# Sticky  Square D recall



## jbfan

Schneider Electric™ Recalls 1.4 Million Electrical Panels Due to Thermal Burn and Fire Hazards


Schneider Electric is directly contacting all known retailers, distributors, homeowners, and any other individuals that purchased or installed the recalled product. All purchasers and installers should immediately contact Schneider Electric to arrange to have the recalled load centers inspected...




www.cpsc.gov





Square D is recalling certain panels. Check the models listed in the article


----------



## betelgeuse

Incidents/Injuries:
"The firm has received *one report* of an incident of a loose wire. No injuries have been reported".
Recalling 1.4 million panels seems to be kind of extreme. The instructions even include a warning to check all connections


----------



## dcwired

I understand this is not exactly a recall for the panel to be returned, but to receive a free inspection and repair. Surprised that the better line is affected, not the lesser Homeline.


----------



## seharper

Plus NEC says torque 'em with a torque screwdriver, 110.14. 

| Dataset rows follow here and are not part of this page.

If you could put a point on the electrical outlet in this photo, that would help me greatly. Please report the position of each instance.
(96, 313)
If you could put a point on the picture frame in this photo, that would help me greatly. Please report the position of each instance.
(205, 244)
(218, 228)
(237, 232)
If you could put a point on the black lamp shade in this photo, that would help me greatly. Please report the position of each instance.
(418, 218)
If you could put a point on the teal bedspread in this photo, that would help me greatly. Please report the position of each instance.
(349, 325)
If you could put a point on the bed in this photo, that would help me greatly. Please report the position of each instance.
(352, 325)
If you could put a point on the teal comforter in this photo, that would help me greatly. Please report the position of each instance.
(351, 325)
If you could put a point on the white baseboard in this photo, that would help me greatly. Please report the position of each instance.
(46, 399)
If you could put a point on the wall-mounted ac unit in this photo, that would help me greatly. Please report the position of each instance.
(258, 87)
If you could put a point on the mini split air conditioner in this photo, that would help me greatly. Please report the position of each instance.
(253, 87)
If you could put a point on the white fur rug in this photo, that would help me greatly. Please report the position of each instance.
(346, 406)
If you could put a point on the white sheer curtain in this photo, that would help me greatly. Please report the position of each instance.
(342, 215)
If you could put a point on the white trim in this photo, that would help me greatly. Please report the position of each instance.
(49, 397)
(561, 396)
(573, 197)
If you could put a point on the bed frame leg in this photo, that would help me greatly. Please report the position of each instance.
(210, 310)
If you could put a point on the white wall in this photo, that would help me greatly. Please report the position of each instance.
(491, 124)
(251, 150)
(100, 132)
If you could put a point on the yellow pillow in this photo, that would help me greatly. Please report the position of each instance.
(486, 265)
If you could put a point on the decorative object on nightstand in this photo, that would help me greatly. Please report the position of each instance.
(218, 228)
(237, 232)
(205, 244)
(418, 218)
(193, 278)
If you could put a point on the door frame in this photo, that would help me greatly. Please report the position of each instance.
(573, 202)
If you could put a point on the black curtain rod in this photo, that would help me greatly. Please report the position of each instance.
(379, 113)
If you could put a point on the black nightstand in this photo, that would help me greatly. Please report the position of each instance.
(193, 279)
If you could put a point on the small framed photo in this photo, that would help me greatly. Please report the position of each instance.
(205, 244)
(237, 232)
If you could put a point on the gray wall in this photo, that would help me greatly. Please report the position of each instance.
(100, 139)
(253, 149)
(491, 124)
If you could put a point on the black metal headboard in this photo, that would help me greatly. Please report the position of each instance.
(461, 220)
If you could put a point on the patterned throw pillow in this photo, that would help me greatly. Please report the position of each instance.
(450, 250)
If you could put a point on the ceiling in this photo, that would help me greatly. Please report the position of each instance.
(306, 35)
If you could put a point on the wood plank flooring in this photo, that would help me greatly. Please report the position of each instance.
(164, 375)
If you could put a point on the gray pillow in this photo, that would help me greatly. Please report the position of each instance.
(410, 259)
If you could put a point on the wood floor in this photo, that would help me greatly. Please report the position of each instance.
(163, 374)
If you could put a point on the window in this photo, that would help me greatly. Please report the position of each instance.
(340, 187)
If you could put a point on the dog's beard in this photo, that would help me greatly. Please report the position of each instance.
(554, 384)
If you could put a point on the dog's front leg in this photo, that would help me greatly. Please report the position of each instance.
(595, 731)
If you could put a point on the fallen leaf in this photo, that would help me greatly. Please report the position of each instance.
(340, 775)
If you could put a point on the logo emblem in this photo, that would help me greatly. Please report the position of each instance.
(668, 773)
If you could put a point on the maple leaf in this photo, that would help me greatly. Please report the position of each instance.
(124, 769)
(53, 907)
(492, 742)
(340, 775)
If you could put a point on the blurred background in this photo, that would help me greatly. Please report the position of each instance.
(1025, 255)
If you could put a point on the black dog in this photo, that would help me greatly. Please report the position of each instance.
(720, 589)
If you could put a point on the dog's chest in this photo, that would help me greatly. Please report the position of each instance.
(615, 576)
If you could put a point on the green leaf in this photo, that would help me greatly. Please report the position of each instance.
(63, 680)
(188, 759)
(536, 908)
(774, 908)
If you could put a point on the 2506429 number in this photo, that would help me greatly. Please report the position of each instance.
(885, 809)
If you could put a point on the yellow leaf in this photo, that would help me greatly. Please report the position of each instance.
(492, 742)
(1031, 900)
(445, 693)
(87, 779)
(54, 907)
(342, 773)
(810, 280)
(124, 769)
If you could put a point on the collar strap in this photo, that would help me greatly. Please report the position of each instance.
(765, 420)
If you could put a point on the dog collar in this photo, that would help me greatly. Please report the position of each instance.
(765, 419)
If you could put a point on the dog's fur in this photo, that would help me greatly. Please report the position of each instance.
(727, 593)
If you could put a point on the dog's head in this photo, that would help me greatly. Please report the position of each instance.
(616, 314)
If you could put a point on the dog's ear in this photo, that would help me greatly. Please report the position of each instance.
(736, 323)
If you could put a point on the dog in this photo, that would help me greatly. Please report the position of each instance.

I wonder how they're handling it. Tearing out a drywalled panel is a monster job, but swapping a bus assembly is 20 minutes tops. Maybe that's why the "inspection and repair".


----------



## dcwired

Exactly.


----------



## SoNic

> The recalled circuit breaker boxes were manufactured between February 2020 and January 2022


COVID babies, COVID panels...


----------



## flyingron

seharper said:


> I wonder how they're handling it. Tearing out a drywalled panel is a monster job, but swapping a bus assembly is 20 minutes tops. Maybe that's why the "inspection and repair".


The recall offers a replacement if you've not installed it.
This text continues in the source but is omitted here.